The older ones, like Flora Cedro and Gaudencio Gile, now both senior citizens, appeared more bent, more burdened with sadness and age. Their loved ones were both urban poor organizers abducted in 1988, during the time of President Cory Aquino: Cedro’s husband Armando Sr. was abducted in Navotas, while Gile’s son, Joseph, was abducted in Pasay. Another community organizer disappeared in 1988 was Roberto Pascual, whose wife Sherly was also at Plaza Miranda.
But many kin were also missed at the gathering. Like the Luneta brothers, martial law activists Romy and Kiko, now both deceased, their search for their sister-in-law and niece, Margarita and her daughter Niña who were disappeared in 1976, now to be carried on by others.
“Until we see their bones in a grave, or we see them in prison, we will not stop searching,” said Bilet Batralo, whose brother Cesar, an NDFP consultant, was disappeared in 2006. Also there was Omek Ancheta, whose brother Leopoldo, is also a disappeared NDFP consultant.
“Sana po maramdaman din namin ang pagbabago para sa aming mga biktima ng human rights violations (We hope to also feel that change has come for us victims of human rights violations),” Cadapan called on the Duterte administration.
NDFP takes GRP to task to seek justice for the disappeared
Like balm to their wounds, the families were joined by four NDFP peace consultants, whose comrades were among those disappeared.
Peace consultant Ruben Saluta recalled Luisa Posa-Dominado and Nilo Arado, the two progressive leaders in Panay island who were disappeared in 2007. He and Dominado were student activists in the pre-martial law period: he, with Kabataang Makabayan (KM)-Aklan, while Dominado was with KM-Iloilo. During martial law, Dominado was repeatedly arrested but was able to be freed of charges or escape. They met and worked together in the countryside, until she was arrested again in 1987.
Saluta said he had also met Arado as a young activist, and recalled he was a survivor of the Escalante Massacre in Negros Occidental in 1985.
In 2007, Saluta was travelling to Manila when he heard the two were abducted. “I thought, there is no doubt, the military did it.”
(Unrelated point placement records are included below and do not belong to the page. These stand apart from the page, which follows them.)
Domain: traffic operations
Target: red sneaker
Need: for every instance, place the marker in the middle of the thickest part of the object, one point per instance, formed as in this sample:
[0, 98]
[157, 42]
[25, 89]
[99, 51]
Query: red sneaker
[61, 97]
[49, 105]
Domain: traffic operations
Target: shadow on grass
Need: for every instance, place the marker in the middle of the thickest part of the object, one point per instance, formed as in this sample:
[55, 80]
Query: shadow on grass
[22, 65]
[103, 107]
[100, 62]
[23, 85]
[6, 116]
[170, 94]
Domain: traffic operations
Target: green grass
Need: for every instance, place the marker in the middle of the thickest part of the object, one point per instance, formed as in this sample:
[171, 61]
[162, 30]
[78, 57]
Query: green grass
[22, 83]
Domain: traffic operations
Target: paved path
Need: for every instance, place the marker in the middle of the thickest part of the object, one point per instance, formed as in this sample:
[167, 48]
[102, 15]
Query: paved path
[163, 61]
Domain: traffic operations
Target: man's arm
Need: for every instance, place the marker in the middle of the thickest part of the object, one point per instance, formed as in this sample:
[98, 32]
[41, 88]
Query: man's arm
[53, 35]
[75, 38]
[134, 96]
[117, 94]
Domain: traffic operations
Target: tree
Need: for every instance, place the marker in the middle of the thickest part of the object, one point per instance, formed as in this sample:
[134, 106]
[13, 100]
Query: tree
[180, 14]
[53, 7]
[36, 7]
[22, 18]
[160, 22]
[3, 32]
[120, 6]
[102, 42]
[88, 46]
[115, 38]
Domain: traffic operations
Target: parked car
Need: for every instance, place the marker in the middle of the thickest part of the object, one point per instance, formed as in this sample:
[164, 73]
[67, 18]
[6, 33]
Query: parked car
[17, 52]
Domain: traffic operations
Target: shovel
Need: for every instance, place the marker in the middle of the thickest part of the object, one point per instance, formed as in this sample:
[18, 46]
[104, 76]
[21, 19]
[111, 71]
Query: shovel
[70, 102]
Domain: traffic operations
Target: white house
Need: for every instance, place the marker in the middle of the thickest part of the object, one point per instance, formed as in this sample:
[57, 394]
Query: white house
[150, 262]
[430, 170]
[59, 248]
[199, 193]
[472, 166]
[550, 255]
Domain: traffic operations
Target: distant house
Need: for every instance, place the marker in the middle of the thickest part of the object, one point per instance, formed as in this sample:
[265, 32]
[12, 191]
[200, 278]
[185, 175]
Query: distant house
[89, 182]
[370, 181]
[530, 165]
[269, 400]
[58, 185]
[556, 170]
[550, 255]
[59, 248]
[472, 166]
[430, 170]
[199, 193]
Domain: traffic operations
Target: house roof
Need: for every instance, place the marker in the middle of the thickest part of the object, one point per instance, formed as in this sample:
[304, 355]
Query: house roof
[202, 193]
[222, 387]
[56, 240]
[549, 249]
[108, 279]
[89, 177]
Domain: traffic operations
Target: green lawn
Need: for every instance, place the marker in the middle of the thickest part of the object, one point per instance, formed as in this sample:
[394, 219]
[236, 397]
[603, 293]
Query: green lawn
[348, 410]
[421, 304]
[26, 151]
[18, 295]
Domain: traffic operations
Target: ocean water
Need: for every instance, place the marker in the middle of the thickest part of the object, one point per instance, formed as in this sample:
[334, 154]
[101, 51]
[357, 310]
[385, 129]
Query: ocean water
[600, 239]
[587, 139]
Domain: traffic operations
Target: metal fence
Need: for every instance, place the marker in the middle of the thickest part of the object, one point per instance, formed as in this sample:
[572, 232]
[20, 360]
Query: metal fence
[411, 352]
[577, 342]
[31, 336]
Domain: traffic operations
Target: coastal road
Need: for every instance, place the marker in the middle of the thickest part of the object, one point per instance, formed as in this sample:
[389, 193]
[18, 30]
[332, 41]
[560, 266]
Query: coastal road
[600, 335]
Years before, in 1999, state forces abducted Saluta and held him incommunicado for a month. He said soldiers repeatedly asked him about Dominado. “They (soldiers) were so angry at her,” he told Bulatlat.
NDFP peace consultant Alan Jazmines said they are pressing government to bring perpetrators of human rights violations to justice. More than 700 were disappeared during martial law, but this continued under succeeding administrations: 860 under Corazon Aquino, at least 40 under Fidel V. Ramos, 26 under Joseph Estrada’s short term, at least 200 under Gloria Arroyo. At least 27 victims were disappeared under Aquino.
“Those responsible for these fascist crimes are yet to be held accountable. Instead, they are being concealed, protected by fascist elements of the military, paramilitary, police and intelligence under the command of Uncle Sam,” Jazmines said.
“The NDFP and other revolutionary subjective forces will not relent in defending human rights and the Filipino people, and in seeking justice to make the ruling fascists pay for the brutal attacks against desaparecidos and all other victims,” he said.
Among the disappeared were comrades he personally met, like Velasco, Calubid, Batralo, Rogelio Calubad and his son Gabriel, and James Balao.
“They are not forgotten,” he said.
At the end of the program, slogans were shouted: “Surface! Justice to all disappeared!” Some voices cracked from the built-up grief, and rage.
“Putanginang militar ‘yan,” one of the mothers cursed, under her breath.
“Umiiyak ka ba (Are you crying)?” another teased her. “Matagal nang ubos ang luha ko (My tears have long dried up),” she answered, even as she wiped her eyes.